当たり前ですが大人の世界でもこのことは大切です。さらに言えば子供は大人を見て育つ部分があるのですから、教育面から見てもまず大人は心魂をもって範を示す必要があるようです。

 例えば会社でも地域社会でもどのような場においても相手が何かミスをして叱る時にも感情任せに怒鳴るのではなく、きちんと理由を説明する、もし何か文句があるならば、こそこそと悪口を言うのではなく、誠実に堂々と意見を述べる、大人がこの様にお互いに尊敬の念を持ちながらも、自分の仕事や役割を果たし、自己主張する姿を子供に見せるということは百万語の言葉を使うよりも効果があるでしょう。それと同時に人生を楽しんだり、生き抜きをする姿も見せることも大事でしょう。そうじゃないとパンクしちゃいます。時には弱みを見せることも大事かもしれません。誰も完璧でないのですし、悩んだり苦しんだりします。だって人間damono。鉄腕アトムやあるまいし、常に清く正しく前向きには生きられません。

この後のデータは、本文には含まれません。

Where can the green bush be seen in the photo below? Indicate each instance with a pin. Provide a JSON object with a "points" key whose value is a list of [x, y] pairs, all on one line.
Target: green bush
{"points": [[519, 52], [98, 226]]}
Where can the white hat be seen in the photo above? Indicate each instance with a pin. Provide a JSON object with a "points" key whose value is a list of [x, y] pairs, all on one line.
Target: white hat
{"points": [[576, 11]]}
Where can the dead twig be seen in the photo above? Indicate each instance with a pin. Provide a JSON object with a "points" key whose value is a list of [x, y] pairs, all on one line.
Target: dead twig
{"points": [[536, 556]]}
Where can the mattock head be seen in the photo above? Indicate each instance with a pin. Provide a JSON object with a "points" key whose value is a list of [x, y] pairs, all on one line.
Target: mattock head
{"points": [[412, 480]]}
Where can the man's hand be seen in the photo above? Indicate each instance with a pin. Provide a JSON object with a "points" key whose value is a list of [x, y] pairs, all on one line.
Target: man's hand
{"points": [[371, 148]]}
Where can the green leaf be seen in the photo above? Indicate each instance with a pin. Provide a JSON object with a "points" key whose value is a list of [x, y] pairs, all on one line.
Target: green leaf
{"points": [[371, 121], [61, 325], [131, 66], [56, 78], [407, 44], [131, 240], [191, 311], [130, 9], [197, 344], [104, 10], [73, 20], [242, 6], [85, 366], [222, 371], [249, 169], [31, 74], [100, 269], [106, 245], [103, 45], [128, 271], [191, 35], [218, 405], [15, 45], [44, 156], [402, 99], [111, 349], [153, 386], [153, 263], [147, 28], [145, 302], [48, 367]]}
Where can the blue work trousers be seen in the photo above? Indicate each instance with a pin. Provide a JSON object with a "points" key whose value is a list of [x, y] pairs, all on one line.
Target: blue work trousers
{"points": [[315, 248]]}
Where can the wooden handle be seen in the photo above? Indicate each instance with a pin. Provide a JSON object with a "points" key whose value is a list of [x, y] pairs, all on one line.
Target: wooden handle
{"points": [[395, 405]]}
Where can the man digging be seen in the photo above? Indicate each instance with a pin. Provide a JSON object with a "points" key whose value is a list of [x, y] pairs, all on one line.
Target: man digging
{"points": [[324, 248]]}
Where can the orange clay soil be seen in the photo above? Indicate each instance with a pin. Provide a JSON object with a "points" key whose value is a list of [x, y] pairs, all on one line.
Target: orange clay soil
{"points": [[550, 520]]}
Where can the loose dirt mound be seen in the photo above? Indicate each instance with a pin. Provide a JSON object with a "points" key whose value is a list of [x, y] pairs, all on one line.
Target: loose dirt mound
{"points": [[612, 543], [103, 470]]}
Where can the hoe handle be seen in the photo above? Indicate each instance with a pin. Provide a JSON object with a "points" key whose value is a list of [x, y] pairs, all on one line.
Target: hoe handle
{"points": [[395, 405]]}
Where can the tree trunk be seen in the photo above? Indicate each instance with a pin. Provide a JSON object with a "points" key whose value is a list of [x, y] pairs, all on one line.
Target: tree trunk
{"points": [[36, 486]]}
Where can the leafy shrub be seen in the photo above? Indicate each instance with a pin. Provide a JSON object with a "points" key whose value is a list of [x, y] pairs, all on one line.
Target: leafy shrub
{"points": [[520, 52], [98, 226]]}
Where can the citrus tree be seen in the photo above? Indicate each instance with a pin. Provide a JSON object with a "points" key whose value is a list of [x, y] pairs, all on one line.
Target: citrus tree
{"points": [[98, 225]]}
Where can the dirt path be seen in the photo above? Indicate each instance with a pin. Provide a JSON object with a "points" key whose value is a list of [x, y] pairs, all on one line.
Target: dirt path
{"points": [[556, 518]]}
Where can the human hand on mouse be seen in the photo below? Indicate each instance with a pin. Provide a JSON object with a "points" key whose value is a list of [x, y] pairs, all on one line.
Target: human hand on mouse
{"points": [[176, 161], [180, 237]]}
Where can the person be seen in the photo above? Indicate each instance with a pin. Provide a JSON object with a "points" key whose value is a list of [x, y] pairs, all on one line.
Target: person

 後テクニック的な事を言うと良い所を見つけてとにかく褒めるというのが教育において大事なのかと思います。相手の悪い面ではなく積極的に良い面を探すという態度を大人が示すことで、子供も自然とその態度を習うようになれば御の字です。

 子供に対して(の前で)、あんたは○○だから、あの人は××だから、と決めつけるのもどうかと思います。相手がそれを聞いて傷つくかどうかも重要な問題ですが、その他に大人が無自覚に他人をある型にはめ込むことにより、子供も他人に対してそうしていいのかと思って、真似をする可能性もあります。

 あの人は日本人だから、外国人だから、女だから、男だから、巨乳アイドルだから、大学教授だから、虚弱体質だから、筋肉馬鹿だから等々その個人を深く知るのではなく、ある一定の類型、ステレオタイプをもって他人や自分をとらえるということには、特に無自覚でする場合には、ある一定の危険性があります。その危険性を伝えずにそういったもの言いをすることは注意が必要なように感じます。自分が偏見をもっていることを自覚して、それを公言しながら言うなら倫理的には多少ましかと思いますが(よほど明確に人を傷つける意図がなければ)、その場合は「ああ、あの人はあんな人なんだな。」という偏見を持たれる可能性はあります(笑)。言う側も受け取る側も人間の一面性だけを見るのではなく、多面的に見る姿勢の大切さを伝えていくことも教育の大きな柱かもしれません。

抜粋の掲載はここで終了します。